“Não deixa o mundo te engolir.”
A frase de Cora Coralina soa como um sussurro e, ao mesmo tempo, como um grito. É um lembrete de que o mundo, com toda sua pressa, dureza e peso, muitas vezes tenta sugar de nós o que há de mais essencial: a serenidade, o equilíbrio, a capacidade de resistir sem se perder.
Vivemos cercados por problemas que parecem maiores do que nós: crises sociais, desilusões pessoais, pressões no trabalho, expectativas externas e internas que nos sufocam. O mundo moderno não nos dá trégua. Ele cobra produtividade constante, exige respostas rápidas, nos bombardeia com informações, dores e comparações. Se não estivermos atentos, o resultado é sermos engolidos por essa engrenagem invisível — perdermos nossa essência, nossa saúde mental, nossa delicadeza de existir.
Cora Coralina nos convida a outro caminho: o da resistência suave, do equilíbrio, da coragem de permanecer sendo quem somos em meio ao turbilhão. Não se trata de fechar os olhos para os problemas, tampouco de viver em uma bolha irreal. Trata-se de não permitir que as mazelas externas se transformem em prisões internas.
O peso do mundo e a leveza da alma
O mundo tem o hábito de impor pesos: o da comparação, o da cobrança, o da pressa. E, por vezes, nós mesmos reforçamos esses pesos ao acreditar que precisamos dar conta de tudo.
Mas existe uma verdade silenciosa: a vida pede leveza. Manter o equilíbrio é aprender a distinguir o que é realmente nosso do que é apenas projeção dos outros. É compreender que nem todo fardo precisa ser carregado, que nem toda batalha é nossa, que nem toda dor precisa ser internalizada.
Quando nos deixamos engolir pelo mundo, perdemos o compasso da nossa própria música. Vivemos no ritmo dos outros, obedecendo a expectativas alheias, sufocando desejos próprios.
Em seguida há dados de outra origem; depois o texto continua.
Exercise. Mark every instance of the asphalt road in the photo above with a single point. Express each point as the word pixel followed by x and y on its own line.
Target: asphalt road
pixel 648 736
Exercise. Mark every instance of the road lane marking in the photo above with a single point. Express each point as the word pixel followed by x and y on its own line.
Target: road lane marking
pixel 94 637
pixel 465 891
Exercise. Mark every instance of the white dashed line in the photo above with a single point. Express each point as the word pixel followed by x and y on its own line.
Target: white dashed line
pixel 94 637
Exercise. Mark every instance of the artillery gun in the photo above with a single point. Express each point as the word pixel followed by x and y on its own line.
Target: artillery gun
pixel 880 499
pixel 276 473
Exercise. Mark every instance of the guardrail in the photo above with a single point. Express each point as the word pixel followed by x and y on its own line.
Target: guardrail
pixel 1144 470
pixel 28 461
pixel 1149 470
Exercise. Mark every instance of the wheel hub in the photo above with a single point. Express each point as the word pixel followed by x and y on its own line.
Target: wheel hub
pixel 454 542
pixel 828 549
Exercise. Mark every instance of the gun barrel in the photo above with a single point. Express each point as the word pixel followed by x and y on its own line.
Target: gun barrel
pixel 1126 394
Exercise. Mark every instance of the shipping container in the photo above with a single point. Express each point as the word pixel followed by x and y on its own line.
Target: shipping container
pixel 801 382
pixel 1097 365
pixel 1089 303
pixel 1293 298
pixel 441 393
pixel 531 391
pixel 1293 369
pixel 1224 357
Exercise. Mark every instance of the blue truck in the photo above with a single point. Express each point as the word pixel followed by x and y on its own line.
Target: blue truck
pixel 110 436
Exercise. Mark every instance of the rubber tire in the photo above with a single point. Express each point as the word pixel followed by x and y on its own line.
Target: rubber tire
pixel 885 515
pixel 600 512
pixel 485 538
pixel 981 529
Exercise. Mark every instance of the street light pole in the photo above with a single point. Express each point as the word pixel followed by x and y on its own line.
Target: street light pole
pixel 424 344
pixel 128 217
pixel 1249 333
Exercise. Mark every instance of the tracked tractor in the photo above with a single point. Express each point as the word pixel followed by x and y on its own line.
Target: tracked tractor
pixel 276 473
Mas quando resistimos, quando criamos raízes firmes e, ao mesmo tempo, ramos flexíveis, descobrimos que é possível atravessar tempestades sem deixar de florescer.
O segredo do equilíbrio
O equilíbrio não é ausência de dor nem fuga dos problemas. É presença consciente diante deles. É a capacidade de olhar para a realidade dura sem permitir que ela destrua a delicadeza do nosso olhar.
Podemos escolher nutrir nossa alma com pequenas belezas: um café quente, uma palavra amiga, um momento de silêncio, um pôr do sol. Podemos escolher não nos deixar reduzir àquilo que o mundo tem de mais áspero.
Cora Coralina, que viveu entre pedras e flores, entre lutas e poesia, sabia bem que o segredo estava em cultivar dentro de si um espaço intocável, um quintal interno onde a vida pudesse sempre renascer.
Resistir também é um ato de amor
Resistir ao mundo não é ser insensível, mas ao contrário: é preservar a sensibilidade em meio ao caos. É não permitir que a maldade nos torne amargos, que a injustiça nos torne indiferentes, que a pressa nos roube a contemplação. É escolher, todos os dias, continuar acreditando, mesmo quando tudo convida ao desânimo.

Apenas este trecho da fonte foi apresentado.